This is an image of guinea pigs living outside in the garden.

It is possible to keep guinea pigs outside, either the whole year round or half a year. The problem in the second case is that the guinea pigs have to acclimatise when moving from inside to outside. Thus they should only move out when the temperature is mild, neither frosty nor too hot. The perfect time to move the guinea pigs outside is therefore around May.

A guinea pig should never live alone, especially not outside. If the guinea pigs overwinter outside, the group should at least contain four members. Although guinea pigs don’t like to huddle together, their presence is enough to keep warm with their output body heat.

Another important thing when moving guinea pigs outside is to familiarize them with grass and greenery prior to their moving. Otherwise they might get ill.



A daily health check is recommended when keeping guinea pigs outside. Old or ill guinea pigs should never overwinter outside and instead should be kept well guarded against the cold. The same applies for pregnant guinea pigs.

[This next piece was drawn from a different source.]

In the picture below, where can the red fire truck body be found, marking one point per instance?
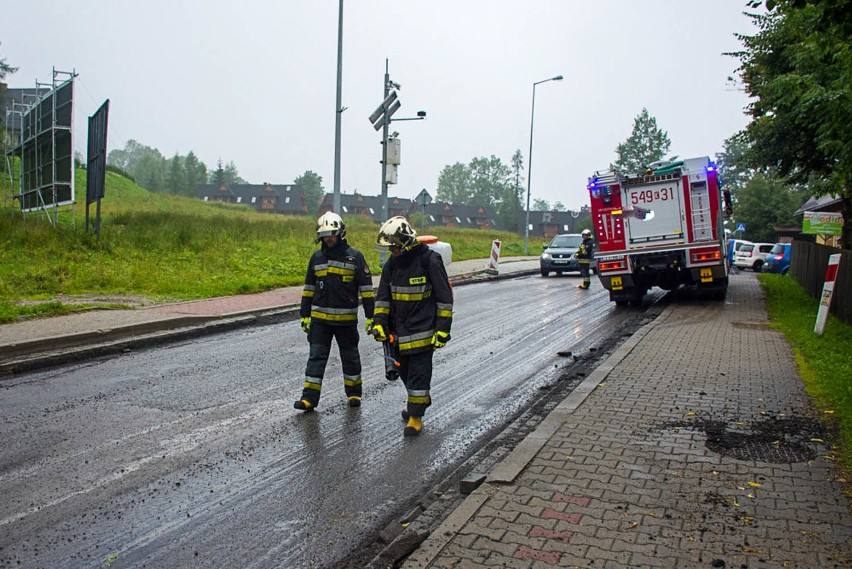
(661, 228)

If it is really hot outside, the guinea pigs need to be guarded as well. Solar exposure should be avoided by placing some bushes that provide shade. Good ventilation inside the enclosure and especially inside the houses has to be ensured.

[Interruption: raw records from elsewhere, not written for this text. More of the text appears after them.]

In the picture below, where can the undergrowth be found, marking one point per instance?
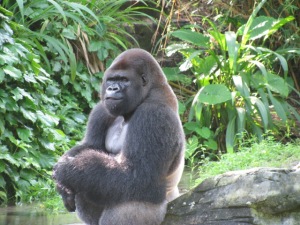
(267, 153)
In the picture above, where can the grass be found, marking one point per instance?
(267, 153)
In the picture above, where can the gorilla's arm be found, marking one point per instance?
(153, 141)
(98, 123)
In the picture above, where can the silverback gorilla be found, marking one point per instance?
(130, 161)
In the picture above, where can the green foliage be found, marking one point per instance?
(267, 153)
(43, 105)
(27, 126)
(70, 31)
(240, 88)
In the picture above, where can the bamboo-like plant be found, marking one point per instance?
(240, 90)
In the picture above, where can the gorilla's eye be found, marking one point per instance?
(144, 79)
(118, 79)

Every guinea pig living outside needs at least one den, where it can hide and is secured. The den needs to be big enough for all guinea pigs to find a place, but should not be too big, because then it would lose too much heat in the winter. For keeping the guinea pigs warm it should be well lagged with heat-insulating materials like styrofoam. On the ground there should be a thick layer of hay or straw for the same purposes. The den should be cleaned at least twice a week to avoid bacteria and illnesses.

To protect the guinea pigs against birds of prey and other predators, the enclosure must be covered with a wire mesh preferably.